Case 1: United States v. Shaun Butler / New York (2012)

Summary: Butler and accomplices installed skimming devices on ATMs in Manhattan, stealing account data and withdrawing cash fraudulently.

Charges: Bank fraud, access device fraud (18 U.S.C. § 1029), and conspiracy.

Outcome: Convicted; sentenced to 6 years in federal prison, ordered to pay $500,000 in restitution.

Significance: Highlighted skimming operations targeting densely populated urban ATMs.

Case 2: United States v. Christopher Santana / California (2014)

Summary: Santana hacked multiple ATMs using malware to dispense cash without authorization. Over $1 million was stolen.

Charges: Wire fraud, bank fraud, and computer intrusion.

Outcome: Convicted; sentenced to 8 years in federal prison, restitution of $1 million.

Significance: Demonstrated federal enforcement against cyber-enabled ATM theft.

Case 3: United States v. Jeremy Hernandez / Texas (2016)

Summary: Hernandez led a ring that physically broke into ATMs across Houston using explosives and theft tools.

Charges: Bank robbery (18 U.S.C. § 2113), conspiracy, and interstate transportation of stolen property.

Outcome: Convicted; sentenced to 10 years in federal prison, forfeiture of stolen assets.

Significance: Showed that physical ATM attacks are prosecuted under federal bank robbery statutes.

Case 4: United States v. Kim & Park / Illinois (2017)

Summary: Kim and Park conducted a coordinated ATM card cloning operation, targeting account holders in Chicago suburbs.

Charges: Access device fraud, wire fraud, and conspiracy.

Outcome: Both sentenced to 5–7 years in federal prison, restitution over $750,000.

Significance: Illustrated multi-perpetrator electronic ATM theft across state lines.

Case 5: United States v. Victor Rojas / Florida (2018)

Summary: Rojas used stolen ATM card data to withdraw funds from multiple accounts over a period of months.

Charges: Bank fraud, access device fraud, and identity theft.

Outcome: Convicted; sentenced to 4 years in federal prison, restitution of $250,000.

Significance: Example of prolonged ATM theft operations using personal account data.

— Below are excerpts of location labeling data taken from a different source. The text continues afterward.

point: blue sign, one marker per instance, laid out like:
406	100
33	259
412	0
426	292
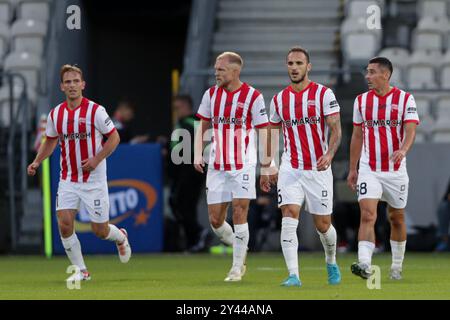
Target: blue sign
135	194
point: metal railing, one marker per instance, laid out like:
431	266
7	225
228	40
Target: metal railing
15	116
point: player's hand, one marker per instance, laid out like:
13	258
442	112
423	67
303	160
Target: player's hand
272	172
264	183
398	156
352	179
324	162
31	169
199	164
89	164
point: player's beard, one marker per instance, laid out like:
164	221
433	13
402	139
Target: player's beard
222	83
297	81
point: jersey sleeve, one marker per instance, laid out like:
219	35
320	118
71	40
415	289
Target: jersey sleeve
330	104
204	111
259	114
275	118
410	114
103	122
50	129
357	116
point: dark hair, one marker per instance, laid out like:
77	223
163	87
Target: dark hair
384	62
298	49
185	98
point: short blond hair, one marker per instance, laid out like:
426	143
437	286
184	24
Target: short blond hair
232	57
70	68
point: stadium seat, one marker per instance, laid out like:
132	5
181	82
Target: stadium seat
443	110
34	9
367	44
5	108
398	56
434	8
4	40
426	56
6	10
421	137
421	76
427	40
424	106
441	135
433	23
26	64
353	24
358	8
445	71
28	36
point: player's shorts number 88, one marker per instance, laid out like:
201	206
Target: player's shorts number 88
361	188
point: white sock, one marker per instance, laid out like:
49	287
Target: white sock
115	234
289	244
225	233
240	243
73	250
398	253
328	240
365	251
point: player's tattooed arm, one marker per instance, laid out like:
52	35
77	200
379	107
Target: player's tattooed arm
410	135
334	123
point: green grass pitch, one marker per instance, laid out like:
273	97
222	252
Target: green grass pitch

Case 6: United States v. ATM Hacker Group / Nationwide (2019)

Summary: A network of hackers targeted ATM machines across 12 states, exploiting vulnerabilities in networked ATMs to dispense cash.

Charges: Bank fraud, wire fraud, access device fraud, and conspiracy.

Outcome: Sentences ranged from 6–12 years, with multi-million-dollar restitution and asset forfeiture.

Significance: Showed federal coordination across multiple jurisdictions for ATM cybercrime enforcement.

Key Takeaways from ATM Theft Prosecutions in the USA

Multiple Methods: Includes physical attacks, card skimming, hacking, and identity-based fraud.

Federal Oversight: Crimes involving federally insured banks trigger federal prosecution.

Severe Penalties: Prison sentences typically range from 4–12 years depending on method and scale.

Restitution is Mandatory: Offenders usually required to repay stolen funds.

Cross-State Coordination: Multi-state theft rings face federal enforcement and conspiracy charges.